Kein Interesse an Fernsehnutzung im Knast oder Pflegeheim

Bei der Messung der TV-Zuschauerzahlen in bundesdeutschen TV-Haushalten (36,04 Mio**), spielen die Insassen von Justizvollzugsanstalten oder Pflegeheimen keine Rolle. Dabei befanden sich 2009 in Deutschland etwa 71.000 Menschen in staatlichem Gewahrsam, während 717,000 Pflegebedürftige in Heimen* betreut wurden (Stand 2009). Gemessen an der Gesamtbevölkerung von 71,94 Mio**, über 3 Jahre, macht diese Gruppe immerhin gut 1% aller Einwohner aus. So mancher TV-Sender würde sich darüber freuen, wenn seine Quoten diese Hürde schaffen würde. Ebenfalls unberücksichtigt bleiben die über 17 Millionen Menschen, die sich jährlich zur stationären Behandlung im Krankenhaus aufhalten (2009).*

Den Privatsendern dürften die Gefängnis- und Pflegeheiminsassen egal sein, denn sie sind keine Zielgruppe für die Fernsehwerbung. Die Kommission zur Ermittlung der Konzentration im Medienbereich (KEK) benötigt aber für die genaue Messung der Medienkonzentration die vollständigen Daten. Deshalb heißt es in ihrem 14. Jahresbericht: "Die KEK weist bereits seit längerem auf (...) die Vernachlässigung (...) der Außer-Haus-Nutzung in öffentlichen Einrichtungen (...) hin." (S. 76 ff).
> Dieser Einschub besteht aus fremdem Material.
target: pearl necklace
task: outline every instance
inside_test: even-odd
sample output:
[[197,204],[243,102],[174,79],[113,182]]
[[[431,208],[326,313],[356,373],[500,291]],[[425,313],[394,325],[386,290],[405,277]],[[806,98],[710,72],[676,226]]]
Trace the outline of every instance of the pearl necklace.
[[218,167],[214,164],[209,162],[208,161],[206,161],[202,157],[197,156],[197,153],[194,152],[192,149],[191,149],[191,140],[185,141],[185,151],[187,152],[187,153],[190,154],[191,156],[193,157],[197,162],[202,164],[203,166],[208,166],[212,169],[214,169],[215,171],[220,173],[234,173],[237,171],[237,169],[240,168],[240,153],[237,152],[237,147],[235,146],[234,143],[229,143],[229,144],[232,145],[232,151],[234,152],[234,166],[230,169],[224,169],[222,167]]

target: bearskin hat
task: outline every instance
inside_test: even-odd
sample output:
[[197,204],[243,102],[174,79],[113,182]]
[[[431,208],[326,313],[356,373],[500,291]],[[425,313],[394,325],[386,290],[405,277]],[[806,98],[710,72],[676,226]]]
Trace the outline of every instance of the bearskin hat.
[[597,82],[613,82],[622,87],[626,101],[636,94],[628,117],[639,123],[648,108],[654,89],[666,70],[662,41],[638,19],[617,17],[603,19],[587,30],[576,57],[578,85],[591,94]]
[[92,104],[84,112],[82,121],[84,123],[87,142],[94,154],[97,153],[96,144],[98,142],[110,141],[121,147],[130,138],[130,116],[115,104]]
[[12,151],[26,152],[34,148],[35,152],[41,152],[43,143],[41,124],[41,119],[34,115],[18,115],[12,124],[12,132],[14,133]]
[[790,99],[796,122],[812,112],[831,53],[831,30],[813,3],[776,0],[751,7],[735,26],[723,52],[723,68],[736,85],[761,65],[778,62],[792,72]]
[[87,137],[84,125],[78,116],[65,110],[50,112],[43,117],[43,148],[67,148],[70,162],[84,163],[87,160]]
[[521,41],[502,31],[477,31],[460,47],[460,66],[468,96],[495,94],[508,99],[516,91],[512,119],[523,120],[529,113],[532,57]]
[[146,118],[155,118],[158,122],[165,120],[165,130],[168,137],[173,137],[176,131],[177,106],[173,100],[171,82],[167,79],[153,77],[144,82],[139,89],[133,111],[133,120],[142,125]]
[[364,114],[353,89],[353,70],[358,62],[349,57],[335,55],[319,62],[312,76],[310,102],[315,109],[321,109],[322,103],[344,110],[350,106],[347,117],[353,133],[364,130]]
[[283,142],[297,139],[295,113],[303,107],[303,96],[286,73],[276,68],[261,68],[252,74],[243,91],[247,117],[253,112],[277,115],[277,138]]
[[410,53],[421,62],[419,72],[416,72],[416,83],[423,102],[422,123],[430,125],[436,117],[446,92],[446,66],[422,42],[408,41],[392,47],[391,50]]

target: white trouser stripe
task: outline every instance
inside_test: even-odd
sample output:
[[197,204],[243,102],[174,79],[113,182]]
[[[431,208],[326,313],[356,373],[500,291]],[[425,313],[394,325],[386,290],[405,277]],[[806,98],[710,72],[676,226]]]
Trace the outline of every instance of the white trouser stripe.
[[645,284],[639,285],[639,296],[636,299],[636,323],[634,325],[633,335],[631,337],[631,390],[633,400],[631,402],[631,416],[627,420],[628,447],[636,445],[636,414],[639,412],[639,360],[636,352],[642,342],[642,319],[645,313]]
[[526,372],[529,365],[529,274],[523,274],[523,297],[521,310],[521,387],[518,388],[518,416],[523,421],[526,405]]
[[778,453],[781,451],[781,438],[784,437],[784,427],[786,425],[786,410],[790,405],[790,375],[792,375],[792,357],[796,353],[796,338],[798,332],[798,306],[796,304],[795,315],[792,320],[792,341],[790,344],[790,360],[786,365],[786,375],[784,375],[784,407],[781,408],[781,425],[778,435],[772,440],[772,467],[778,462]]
Die für die Zuschauermessung verantwortliche Arbeitsgemeinschaft Fernsehforschung (AGF) veröffentlicht nur die Marktanteile der Fernsehprogramme ihrer Mitglieder und der TV-Unternehmen, die bei ihr eine Lizenzen zum Bezug der Daten erworben haben. "Diese unvollständige Datenbasis stellt die KEK vor ein Problem, wenn sie Aussagen über die Programmnutzung von Fernsehveranstaltern, die nicht Mitglied- bzw. Lizenznehmer der AGF sind, treffen muss." Weiter kritisiert die KEK, dass die AGF bisher keine Anstalten getroffen hat, auch die TV-Nutzung per Computer und Internet zu erfassen. Dabei seien für die KEK "Informationen bezüglich der Fernsehnutzung über alle Distributionswege wichtig."
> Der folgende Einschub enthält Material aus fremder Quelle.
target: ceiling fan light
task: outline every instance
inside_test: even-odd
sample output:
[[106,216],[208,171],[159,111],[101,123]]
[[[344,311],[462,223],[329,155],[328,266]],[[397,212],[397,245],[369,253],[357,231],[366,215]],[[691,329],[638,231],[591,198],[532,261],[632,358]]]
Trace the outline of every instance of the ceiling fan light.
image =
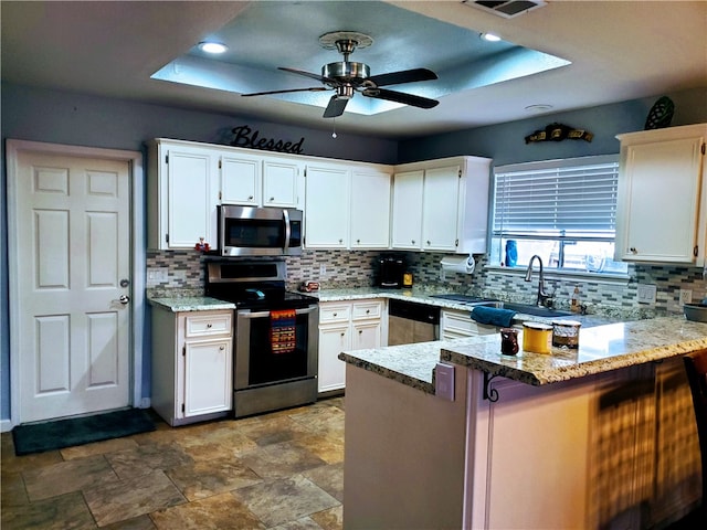
[[228,49],[229,46],[226,46],[222,42],[204,41],[199,43],[199,50],[207,53],[224,53]]
[[500,36],[496,35],[495,33],[482,33],[481,39],[486,41],[486,42],[500,42],[502,39]]

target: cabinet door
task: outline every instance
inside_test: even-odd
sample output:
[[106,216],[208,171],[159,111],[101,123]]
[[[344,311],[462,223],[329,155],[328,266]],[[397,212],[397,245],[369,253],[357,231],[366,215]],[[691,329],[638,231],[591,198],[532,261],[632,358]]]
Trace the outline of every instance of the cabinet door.
[[351,349],[349,329],[348,321],[319,328],[319,392],[340,390],[346,385],[346,363],[338,356]]
[[263,160],[263,205],[297,208],[299,163],[281,159]]
[[367,350],[380,348],[381,324],[380,320],[361,320],[351,325],[351,349]]
[[200,237],[215,244],[217,166],[213,151],[181,146],[167,150],[168,248],[193,248]]
[[257,206],[261,203],[262,159],[221,157],[221,203]]
[[619,180],[616,255],[696,261],[703,137],[627,146]]
[[422,248],[425,251],[456,251],[460,179],[460,166],[428,169],[424,173]]
[[351,248],[390,245],[390,174],[356,170],[351,174]]
[[393,177],[392,246],[419,251],[422,247],[423,171]]
[[350,181],[348,169],[308,166],[306,181],[307,248],[347,248]]
[[184,417],[228,411],[232,403],[231,338],[184,344]]

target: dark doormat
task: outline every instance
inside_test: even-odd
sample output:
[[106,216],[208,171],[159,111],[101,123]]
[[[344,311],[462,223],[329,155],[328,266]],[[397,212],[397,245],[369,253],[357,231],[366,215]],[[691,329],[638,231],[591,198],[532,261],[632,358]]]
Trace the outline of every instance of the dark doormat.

Zur AGF hatten sich 1988 die öffentlich-rechtlichen und großen privaten Fernsehveranstalter zusammengeschlossen. In ihrem Auftrag misst die Gesellschaft für Konsumforschung (GfK) die TV-Nutzung von knapp 11.500 Menschen in 5100 ausgesuchten Haushalten in Deutschland**. Weder AGF noch GfK sehen bisher eine Veranlassung, an der von der KEK kritisierten Messweise etwas zu ändern. (Siehe auch Blogeintrag vom 26. September 2011: Online-TV spielt für Fernsehprogramme (noch) keine Rolle). Zumindest für die Messung der Online-Fernsehnutzung liegen die Pläne aber bereits in den Schubladen der Verantwortlichen bei AGF und GfK. Umgesetzt werden solle sie aber erst dann, wenn dieser Nutzungsweg bei den Zuschauern die Fünfprozenthürde überspringt.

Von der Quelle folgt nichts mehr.